Campañas electorales

09 de junio 2024 - 00:30

Resulta curioso que después de cuarenta años viviendo en una democracia o, por mejor decir, en una partitocracia (un sistema político donde son las oligarquías partidistas –en vez de el pueblo– las que asumen la soberanía efectiva) todavía nos dejemos convencer por las milongas que se nos cuentan en el único momento en que se produce algún tipo de interacción entre los ciudadanos y sus (teóricos) representantes: las elecciones.

En esa concreta –y puntual– coyuntura los candidatos necesitan ineludiblemente del refrendo de los votantes para “legitimarlos” en sus futuros cargos políticos. En las campañas electorales asistimos (obligados por la cobertura mediática) a la peregrinación de los líderes y sus acólitos desde los grandes núcleos urbanos hasta los lugares más recónditos del país. Mercados, plazas, teatros o polideportivos son los improvisados escenarios que los partidos disponen para que sus representantes digan a la gente… lo que estos quieren oír. Los diseñadores de las campañas no tratan a sus hipotéticos votantes como ciudadanos capaces de sopesar los diferentes planteamientos de los partidos respecto a cómo y hacia donde debe encaminarse nuestra sociedad sino que se les trata como clientes, esto es, parroquianos a los que intentar vender su “producto” recurriendo a las más agresivas técnicas de marketing para que el usuario les compre sus argumentos de manera impulsiva, apelando a la emoción y rehuyendo a la razón.

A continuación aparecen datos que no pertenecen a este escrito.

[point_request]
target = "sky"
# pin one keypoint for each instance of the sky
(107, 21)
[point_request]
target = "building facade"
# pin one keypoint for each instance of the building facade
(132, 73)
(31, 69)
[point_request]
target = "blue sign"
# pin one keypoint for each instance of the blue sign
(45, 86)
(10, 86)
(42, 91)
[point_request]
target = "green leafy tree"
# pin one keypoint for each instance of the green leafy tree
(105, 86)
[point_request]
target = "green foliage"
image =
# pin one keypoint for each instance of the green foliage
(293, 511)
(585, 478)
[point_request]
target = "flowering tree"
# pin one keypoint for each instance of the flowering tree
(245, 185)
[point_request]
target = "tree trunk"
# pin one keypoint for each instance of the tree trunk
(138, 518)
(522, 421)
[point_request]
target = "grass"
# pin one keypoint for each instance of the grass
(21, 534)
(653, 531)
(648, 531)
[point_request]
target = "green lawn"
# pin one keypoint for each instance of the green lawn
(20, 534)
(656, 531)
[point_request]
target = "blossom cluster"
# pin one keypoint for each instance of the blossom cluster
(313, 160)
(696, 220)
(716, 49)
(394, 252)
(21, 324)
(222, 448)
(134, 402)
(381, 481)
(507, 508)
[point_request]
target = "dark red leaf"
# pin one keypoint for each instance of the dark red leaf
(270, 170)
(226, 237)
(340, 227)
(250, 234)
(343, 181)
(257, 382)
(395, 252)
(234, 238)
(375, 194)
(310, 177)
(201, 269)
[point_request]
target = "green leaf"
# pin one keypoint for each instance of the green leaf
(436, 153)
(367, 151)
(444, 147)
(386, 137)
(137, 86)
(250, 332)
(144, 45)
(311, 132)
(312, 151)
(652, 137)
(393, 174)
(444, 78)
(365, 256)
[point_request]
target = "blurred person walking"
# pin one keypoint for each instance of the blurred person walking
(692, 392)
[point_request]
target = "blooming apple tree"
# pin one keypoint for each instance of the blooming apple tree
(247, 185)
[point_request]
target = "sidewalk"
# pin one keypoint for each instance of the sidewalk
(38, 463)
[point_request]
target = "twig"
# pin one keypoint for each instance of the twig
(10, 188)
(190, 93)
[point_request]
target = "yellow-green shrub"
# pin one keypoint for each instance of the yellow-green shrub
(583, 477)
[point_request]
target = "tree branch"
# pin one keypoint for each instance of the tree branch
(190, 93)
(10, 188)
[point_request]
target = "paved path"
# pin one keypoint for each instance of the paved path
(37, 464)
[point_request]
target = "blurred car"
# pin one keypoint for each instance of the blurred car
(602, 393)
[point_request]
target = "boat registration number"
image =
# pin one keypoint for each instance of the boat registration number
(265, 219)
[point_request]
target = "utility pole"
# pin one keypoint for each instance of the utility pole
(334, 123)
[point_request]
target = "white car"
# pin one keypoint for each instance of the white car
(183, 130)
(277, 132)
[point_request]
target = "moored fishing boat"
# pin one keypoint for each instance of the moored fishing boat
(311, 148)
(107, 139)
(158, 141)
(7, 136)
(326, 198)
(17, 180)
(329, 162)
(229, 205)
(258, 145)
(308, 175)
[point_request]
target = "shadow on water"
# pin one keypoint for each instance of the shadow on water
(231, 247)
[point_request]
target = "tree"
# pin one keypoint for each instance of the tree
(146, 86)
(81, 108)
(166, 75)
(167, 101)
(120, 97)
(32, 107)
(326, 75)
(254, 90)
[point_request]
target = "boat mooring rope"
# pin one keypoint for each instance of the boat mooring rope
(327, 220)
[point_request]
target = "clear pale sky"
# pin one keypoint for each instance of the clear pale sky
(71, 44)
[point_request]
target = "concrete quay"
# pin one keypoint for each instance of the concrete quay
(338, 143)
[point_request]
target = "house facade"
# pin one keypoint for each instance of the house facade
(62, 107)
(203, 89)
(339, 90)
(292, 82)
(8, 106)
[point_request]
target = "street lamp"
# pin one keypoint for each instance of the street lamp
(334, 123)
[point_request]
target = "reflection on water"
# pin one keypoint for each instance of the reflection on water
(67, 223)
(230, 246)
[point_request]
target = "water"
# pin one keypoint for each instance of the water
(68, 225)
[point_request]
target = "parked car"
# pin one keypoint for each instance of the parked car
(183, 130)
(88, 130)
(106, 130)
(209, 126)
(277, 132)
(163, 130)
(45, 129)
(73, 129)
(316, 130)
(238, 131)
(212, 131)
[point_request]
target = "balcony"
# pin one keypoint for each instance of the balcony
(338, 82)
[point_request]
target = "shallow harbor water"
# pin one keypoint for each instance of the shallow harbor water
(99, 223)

Es tan descarada la actuación de los candidatos que, al escucharles, uno recuerda a los buhoneros del Oeste o los charlatanes de feria, vendedores de crecepelos de linimentos milagrosos o de generosos lotes de turrón de dudosa calidad y procedencia. Mientras quincalleros y charlatanes fían su éxito a que, cuando los estafados se den cuenta del engaño, estarán a muchas millas de distancia, los políticos confían en la desmemoria (o la ignorancia) de sus votantes para que a pesar de sus incumplimientos y falsedades les vuelvan a apoyar en la siguiente convocatoria electoral.

Quienes destacan son los mediocres, los lenguaraces y bocazas que dejan en la sombra –por ineficaces– a las personas serias, las que de verdad describen la realidad por deprimente que esta sea. Después de tantos años de estar embaucándonos el resultado es que, bajo una apariencia de legalidad se esconde un estado donde no existe la separación de poderes (presumen de “haber matado” a Montesquieu), donde la Constitución es un documento irrelevante que no obliga a nadie, donde aupamos en las instituciones a quienes buscan abolirlas y donde los intereses de los políticos nada tienen que ver con los de los ciudadanos. La falta de cultura democrática nos retrotrae a los campesinos miedosos y maltratados que Delibes tan bien describió en Los santos inocentes.